Comment faire en sorte que ces compensations soient plus justes et plus efficaces ?
Dans les faits, le principe de compensation est devenu un vrai levier d’inaction. Le marché sur lequel s’échangent les crédits carbone est complètement dérégulé, et le prix du carbone y est dérisoire : la tonne fluctue entre 5 et 10 dollars américains. Les entreprises n’ont donc aucun intérêt à changer leurs manières de faire. Ce marché du carbone, qui est devenu un marché financier comme les autres, entretient le statu quo. On a un peu l’impression d’avoir créé un monstre qui ne cesse de grandir et d’enfler. L’accord de Paris prévoit la création d’un marché carbone au niveau international, l’Union européenne est en train de créer une certification des absorptions du carbone au niveau européen, alors même qu’on sait que leur impact environnemental est minime. Une étude du Guardian a montré que plus de 90 % des crédits carbone issus de projets d’évitement de la déforestation sont en réalité des crédits fantômes qui ne correspondent à aucune réduction d’émission. Comment faire alors ? D’abord, il est nécessaire de réguler le plus possible ces plateformes d’échange. Mais il faut aussi s’assurer de l’implication des communautés locales, qui sont les plus à même de connaître les besoins du terrain. Il faut clarifier le droit foncier, pour protéger ces communautés. Et il faut renforcer la gouvernance. Tant que tout cela ne sera pas réglé, les efforts de compensation resteront des coups d’épée dans l’eau.

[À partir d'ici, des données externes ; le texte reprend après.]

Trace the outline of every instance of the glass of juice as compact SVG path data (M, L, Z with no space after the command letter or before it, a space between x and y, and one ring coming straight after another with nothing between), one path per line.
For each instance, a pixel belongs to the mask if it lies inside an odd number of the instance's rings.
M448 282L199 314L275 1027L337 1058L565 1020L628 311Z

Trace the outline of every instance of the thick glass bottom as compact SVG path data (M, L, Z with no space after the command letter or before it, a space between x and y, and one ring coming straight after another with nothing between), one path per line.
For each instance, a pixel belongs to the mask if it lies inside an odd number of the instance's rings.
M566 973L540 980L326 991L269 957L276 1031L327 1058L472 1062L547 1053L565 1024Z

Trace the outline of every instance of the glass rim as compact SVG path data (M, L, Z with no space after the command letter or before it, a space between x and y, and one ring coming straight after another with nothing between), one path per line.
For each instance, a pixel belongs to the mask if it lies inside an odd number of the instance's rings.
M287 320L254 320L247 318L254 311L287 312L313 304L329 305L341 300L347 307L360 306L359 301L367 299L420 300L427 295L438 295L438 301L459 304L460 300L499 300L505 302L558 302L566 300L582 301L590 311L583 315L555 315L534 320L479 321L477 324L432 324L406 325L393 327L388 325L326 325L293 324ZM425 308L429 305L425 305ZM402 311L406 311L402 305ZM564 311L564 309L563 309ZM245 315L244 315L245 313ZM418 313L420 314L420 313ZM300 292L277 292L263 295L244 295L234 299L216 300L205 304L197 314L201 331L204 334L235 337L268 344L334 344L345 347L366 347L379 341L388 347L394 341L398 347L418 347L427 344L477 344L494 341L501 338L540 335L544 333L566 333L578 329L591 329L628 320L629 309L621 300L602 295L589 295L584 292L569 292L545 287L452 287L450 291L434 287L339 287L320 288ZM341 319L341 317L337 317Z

Plutôt que de replanter des forêts dans tous les sens, réfléchissons aux façons dont on pourrait arrêter la déforestation
Mais cela ne suffira pas. Nous devons également agir en amont, avant de devoir compenser. Planter des arbres n’est pas la solution magique. La réduction immédiate des émissions à la source doit être la priorité de toutes les politiques climatiques et de toutes les stratégies climat des entreprises. Plutôt que de replanter des forêts dans tous les sens, réfléchissons aux façons dont on pourrait arrêter la déforestation, aider la transition du secteur agricole, accompagner les secteurs les plus polluants vers le renouvelable et accélérer les efforts de reconversion dans ceux qui vont se transformer.